Lors de la discussion générale sur la proposition de loi portant mesures d’urgence pour assurer la régulation de l’accès au foncier agricole au travers des structures sociétaires, je suis intervenu au nom du Groupe Les Républicains :
« Madame la présidente, monsieur le ministre, mes chers collègues, de plus en plus de transactions foncières agricoles effectuées par des sociétés échappent au contrôle des Safer ou le contournent.

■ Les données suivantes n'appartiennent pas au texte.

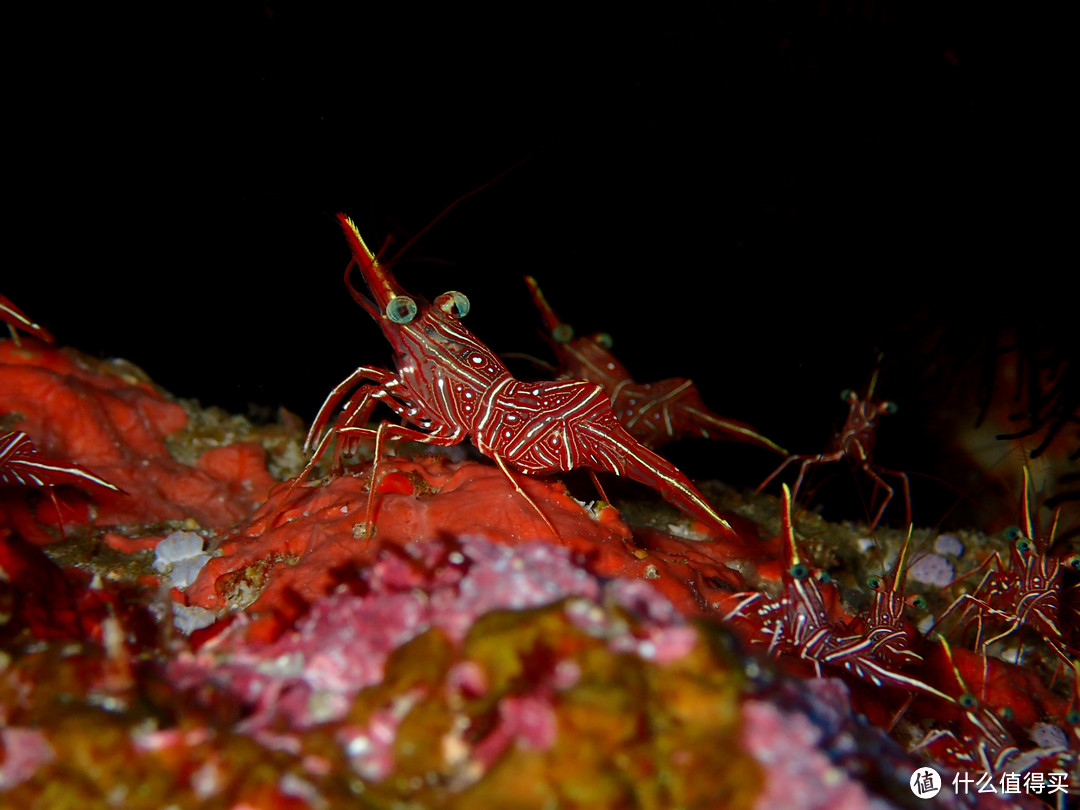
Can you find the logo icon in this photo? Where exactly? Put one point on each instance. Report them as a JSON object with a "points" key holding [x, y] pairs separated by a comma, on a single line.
{"points": [[926, 783]]}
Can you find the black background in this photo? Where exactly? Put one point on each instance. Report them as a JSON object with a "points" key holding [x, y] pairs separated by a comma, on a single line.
{"points": [[758, 196]]}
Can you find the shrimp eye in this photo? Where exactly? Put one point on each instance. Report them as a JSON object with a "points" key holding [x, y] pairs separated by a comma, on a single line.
{"points": [[401, 309], [454, 304]]}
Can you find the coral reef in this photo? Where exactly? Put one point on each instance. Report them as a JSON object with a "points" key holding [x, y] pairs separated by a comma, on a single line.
{"points": [[215, 636]]}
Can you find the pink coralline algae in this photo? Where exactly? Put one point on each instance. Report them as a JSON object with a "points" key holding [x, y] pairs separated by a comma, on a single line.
{"points": [[312, 673]]}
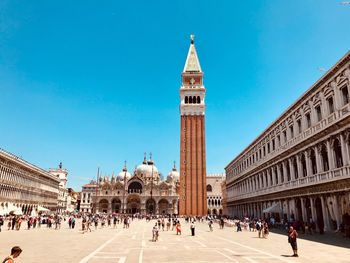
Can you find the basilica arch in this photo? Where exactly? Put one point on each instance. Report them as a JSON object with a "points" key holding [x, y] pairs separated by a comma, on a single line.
{"points": [[150, 206], [163, 205], [103, 206], [133, 204], [116, 205]]}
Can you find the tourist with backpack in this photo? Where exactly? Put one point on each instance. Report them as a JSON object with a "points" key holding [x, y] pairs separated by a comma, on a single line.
{"points": [[15, 252]]}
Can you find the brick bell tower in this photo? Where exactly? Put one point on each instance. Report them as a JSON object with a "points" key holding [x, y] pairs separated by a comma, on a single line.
{"points": [[193, 194]]}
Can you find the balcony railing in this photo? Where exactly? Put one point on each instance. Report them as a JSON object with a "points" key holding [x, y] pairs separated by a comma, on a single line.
{"points": [[320, 178], [306, 134]]}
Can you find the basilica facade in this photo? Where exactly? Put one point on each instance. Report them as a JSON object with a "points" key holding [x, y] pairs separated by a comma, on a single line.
{"points": [[299, 167], [143, 192]]}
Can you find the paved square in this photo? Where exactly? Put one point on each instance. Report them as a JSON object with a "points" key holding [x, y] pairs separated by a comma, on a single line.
{"points": [[135, 245]]}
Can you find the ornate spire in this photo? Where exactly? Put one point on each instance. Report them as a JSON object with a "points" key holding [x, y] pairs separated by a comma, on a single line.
{"points": [[192, 39], [192, 61]]}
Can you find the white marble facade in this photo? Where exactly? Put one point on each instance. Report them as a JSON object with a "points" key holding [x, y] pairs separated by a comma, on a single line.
{"points": [[299, 167], [24, 187]]}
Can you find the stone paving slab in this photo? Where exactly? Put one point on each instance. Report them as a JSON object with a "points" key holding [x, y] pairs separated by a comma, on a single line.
{"points": [[135, 245]]}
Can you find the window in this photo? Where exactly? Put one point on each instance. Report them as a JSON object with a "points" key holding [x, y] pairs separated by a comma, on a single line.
{"points": [[318, 113], [209, 188], [299, 125], [308, 120], [330, 105], [345, 94]]}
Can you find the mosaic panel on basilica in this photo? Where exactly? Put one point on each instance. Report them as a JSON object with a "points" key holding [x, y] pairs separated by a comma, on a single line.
{"points": [[143, 192]]}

Ainsi, entre 2016 et 2019, 9 % des sociétés ayant cédé des parts ont vu leur capital intégralement transféré via des cessions partielles échelonnées dans le temps, sans possibilité pour la Safer d’exercer son droit de préemption, celui-ci ne concernant que les cessions totales.
En outre, de plus en plus de transactions de foncier agricole sont à prévoir, car, comme les précédents orateurs l’ont souligné, la moitié des exploitants prendront leur retraite d’ici dix ans et une part importante d’entre eux n’a pas de successeur.
À ces deux constats s’ajoute celui de l’existence d’une concurrence d’usage.
Chaque année, 55 000 hectares de terres agricoles disparaissent au profit d’une artificialisation destinée à l’urbanisation ou à la construction d’infrastructures routières.
Des restrictions réglementaires environnementales comme les zones de non-traitement (ZNT) affectent par ailleurs le prix des terres.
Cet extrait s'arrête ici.